River Palm Terrace
209 Ramapo Valley Road
Mahwah, Bergen County, New Jersey
The Artful Diner
Special to nj.com
On one occasion, you may be greeted by a young, perky, terribly
attractive blond young woman whose casually tasteful but provocative attire is
certain to elicit admiring glances from the male of the species; on another, a
slightly more mature but equally alluring hostess will -- unless your hormones
are in stasis -- dazzle the eye with her delightfully daring décolletage.
Both of these charming ladies, I should hasten to add, seem entirely
appropriate to the often tempestuous testosterone transfused terrain of an
all-American steakhouse. In any event, both are most pleasant and accommodating
and will, according to your wishes, escort you directly to table or point you
toward the bar/lounge for the pleasantries of a preprandial libation.

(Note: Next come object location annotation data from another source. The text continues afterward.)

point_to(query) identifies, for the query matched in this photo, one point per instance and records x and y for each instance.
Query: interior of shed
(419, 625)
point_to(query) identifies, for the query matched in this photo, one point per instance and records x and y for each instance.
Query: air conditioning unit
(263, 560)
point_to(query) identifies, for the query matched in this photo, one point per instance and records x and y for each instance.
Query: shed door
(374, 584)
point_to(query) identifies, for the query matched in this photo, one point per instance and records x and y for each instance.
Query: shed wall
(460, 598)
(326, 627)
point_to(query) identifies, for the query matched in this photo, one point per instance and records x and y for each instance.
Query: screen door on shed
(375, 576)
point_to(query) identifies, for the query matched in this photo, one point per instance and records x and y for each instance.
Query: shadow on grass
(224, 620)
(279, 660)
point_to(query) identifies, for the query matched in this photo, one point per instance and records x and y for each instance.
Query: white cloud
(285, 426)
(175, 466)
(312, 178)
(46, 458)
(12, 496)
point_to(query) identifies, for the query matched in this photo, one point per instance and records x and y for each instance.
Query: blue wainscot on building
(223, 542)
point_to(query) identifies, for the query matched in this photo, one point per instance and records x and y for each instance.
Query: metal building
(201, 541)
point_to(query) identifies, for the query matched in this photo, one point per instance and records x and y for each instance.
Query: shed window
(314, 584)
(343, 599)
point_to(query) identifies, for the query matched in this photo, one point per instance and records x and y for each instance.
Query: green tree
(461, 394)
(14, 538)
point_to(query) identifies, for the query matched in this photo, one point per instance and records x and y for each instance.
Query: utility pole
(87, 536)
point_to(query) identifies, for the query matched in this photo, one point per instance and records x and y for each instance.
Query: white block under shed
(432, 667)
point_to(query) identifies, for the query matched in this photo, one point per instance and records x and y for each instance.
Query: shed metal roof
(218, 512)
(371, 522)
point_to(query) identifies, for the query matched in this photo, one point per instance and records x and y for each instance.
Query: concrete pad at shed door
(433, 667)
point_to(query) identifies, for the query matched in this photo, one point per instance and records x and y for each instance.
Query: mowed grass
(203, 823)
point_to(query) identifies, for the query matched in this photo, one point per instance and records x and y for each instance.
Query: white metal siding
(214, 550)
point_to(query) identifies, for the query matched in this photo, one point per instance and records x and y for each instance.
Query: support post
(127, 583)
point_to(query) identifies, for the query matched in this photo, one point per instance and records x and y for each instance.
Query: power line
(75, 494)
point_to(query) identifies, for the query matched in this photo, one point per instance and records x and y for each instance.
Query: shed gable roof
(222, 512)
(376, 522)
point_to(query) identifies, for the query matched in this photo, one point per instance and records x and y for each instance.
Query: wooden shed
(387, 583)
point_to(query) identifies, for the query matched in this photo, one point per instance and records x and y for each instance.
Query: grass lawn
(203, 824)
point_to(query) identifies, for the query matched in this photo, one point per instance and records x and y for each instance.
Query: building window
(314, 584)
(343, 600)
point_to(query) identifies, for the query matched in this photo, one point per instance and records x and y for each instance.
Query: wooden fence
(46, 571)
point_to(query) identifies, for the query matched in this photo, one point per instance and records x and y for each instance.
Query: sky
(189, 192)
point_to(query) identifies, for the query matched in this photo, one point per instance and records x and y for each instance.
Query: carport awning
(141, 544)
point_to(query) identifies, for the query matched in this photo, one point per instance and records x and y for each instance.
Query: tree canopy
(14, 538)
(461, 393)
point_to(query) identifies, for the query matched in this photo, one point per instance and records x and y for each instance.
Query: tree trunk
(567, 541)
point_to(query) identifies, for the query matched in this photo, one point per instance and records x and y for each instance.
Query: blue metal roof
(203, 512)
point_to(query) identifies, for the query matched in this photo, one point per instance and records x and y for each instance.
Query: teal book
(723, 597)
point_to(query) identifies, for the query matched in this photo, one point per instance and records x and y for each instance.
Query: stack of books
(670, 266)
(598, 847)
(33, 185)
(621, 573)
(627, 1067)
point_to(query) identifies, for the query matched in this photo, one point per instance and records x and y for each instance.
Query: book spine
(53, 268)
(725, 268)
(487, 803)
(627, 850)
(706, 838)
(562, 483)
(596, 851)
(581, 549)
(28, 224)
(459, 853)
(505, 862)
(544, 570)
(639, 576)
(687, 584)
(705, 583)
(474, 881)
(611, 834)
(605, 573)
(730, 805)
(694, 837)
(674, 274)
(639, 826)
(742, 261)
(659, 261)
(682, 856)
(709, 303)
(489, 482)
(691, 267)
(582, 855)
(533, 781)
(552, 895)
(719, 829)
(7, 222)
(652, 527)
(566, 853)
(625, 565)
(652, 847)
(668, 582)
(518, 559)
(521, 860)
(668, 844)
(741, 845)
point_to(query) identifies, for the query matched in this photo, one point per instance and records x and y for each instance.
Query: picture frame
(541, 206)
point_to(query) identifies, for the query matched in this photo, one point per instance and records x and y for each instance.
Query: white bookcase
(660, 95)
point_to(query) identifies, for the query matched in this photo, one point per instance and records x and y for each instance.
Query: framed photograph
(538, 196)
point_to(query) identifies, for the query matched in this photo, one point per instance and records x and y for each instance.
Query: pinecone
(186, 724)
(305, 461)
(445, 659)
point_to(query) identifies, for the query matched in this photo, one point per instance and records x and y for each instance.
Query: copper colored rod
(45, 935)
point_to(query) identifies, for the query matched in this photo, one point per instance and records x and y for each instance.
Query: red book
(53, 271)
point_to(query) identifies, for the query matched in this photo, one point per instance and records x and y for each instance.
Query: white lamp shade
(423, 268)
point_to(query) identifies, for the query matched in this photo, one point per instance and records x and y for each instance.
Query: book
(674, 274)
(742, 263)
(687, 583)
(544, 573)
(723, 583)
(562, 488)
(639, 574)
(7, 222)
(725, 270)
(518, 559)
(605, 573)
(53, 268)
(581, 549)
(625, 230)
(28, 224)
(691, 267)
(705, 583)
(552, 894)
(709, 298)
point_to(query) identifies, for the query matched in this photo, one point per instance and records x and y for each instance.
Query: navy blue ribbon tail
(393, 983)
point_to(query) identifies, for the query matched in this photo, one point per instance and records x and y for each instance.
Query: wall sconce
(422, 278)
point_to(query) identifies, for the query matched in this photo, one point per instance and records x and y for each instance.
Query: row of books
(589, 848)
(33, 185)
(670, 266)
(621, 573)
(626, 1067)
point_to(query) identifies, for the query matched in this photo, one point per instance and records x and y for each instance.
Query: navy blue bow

And this latter option would surely make a suitable starting point for your
evening, as the bar is cozy, convivial, and boasts a plethora of rustic wood
and brick, etched-glass panels, grand piano and -- like the dining areas --
picturesque depictions of the wild, wild West. The only downer is that the
service area at the far end of the bar serves as a gathering place for members
of the staff when not attending to their various and sundry duties. Here, with
boisterous enthusiasm, are discussed the latest baseball standings, dating and
mating rituals, and the apparent capricious whims of management's scheduling
policies. Needless to say, this is all very distracting to patrons in search of
a quiet cocktail and intimate conversation.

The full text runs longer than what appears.